Ich lese viele Romane über Beziehungen, in denen Gewalt, Machtgefälle und Manipulation eine Rollen spielen. Romane über toxische Beziehungen. Ich denke oft, es liegt daran, ähnlich wie bei meiner Faszination von (literatischem) True Crime, dass ich Bescheid wissen will und mich vorbereiten will. Weil, wenn ich nämlich Bescheid weiß, kann mir sowas nicht passieren. (So funktioniert das natürlich nicht, wie mein rationales Ich auch weiß)
„Der tödliche Ausgang von Sportverletzungen“ ist der erste Roman der serbischen Schriftstellerin Milica Vučković, der auf Deutsch erscheint und er beschreibt eine Beziehung, die einseitig von Manipulation geprägt ist.
Möglich ist diese Manipulation, weil sie in einem Umfeld stattfindet, das stark von patriarchalen Mustern durchdrungen ist und die von der Ich-Erzählerin internalisiert wurden.
Sie weiß eben nicht Bescheid. Aber würde das etwas ändern?
Die Ich-Erzählerin heißt Eva. Sie wächst in Zeleznik, einem „stinklangweiligen Kaff“ in Serbien, nahe Belgrad auf. Sehr jung bekommt sie ein Wunschkind mit ihrem Freund, der sich allerdings nach der unausweichlichen Trennung nicht mehr für seinen Sohn interessiert.
Nüchtern erzählt Eva, wie sie wieder in ihr altes Kinderzimmer zu ihren Eltern ziehen muss. Auch beruflich gibt es wenig Raum für Träume, es muss Geld verdient werden. Das Leben hält wenig Optionen für die Erzählerin bereit.
Bis sie Viktor kennen lernt. Ihre große Liebe. Ein toller Typ, ein Macher.
Dass Viktor unhöflich und egoistisch ist, merkt Eva zwar schnell, aber wenn sie sein Verhalten kritisiert, reagiert er unangenehm und mit Schuldzuweisungen.

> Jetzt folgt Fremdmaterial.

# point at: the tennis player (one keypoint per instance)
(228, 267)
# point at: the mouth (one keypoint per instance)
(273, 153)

“Vielleicht, dachte ich, war das Böse wirklich in mir. Es tut mir leid, sagte ich.”
Mehrmals steht sie kurz vor der Trennung, aber sie selbst und ihr Umfeld spiegeln ihr, dass sie eigentlich froh sein kann, dass sich ein Mann wie Viktor überhaupt mit ihr abgibt. Schließlich hat sie schon ein Kind von einem anderen. Soviel zu den patriarchalen Glaubenssätzen.
Ich finde Vučković hat ihre Erzählerin sehr authentisch angelegt. Ihre Erzählstimme macht die Gedankengänge und die Lebensrealtät nachvollziehbar, die sie immer wieder zu Viktor zurückbringt.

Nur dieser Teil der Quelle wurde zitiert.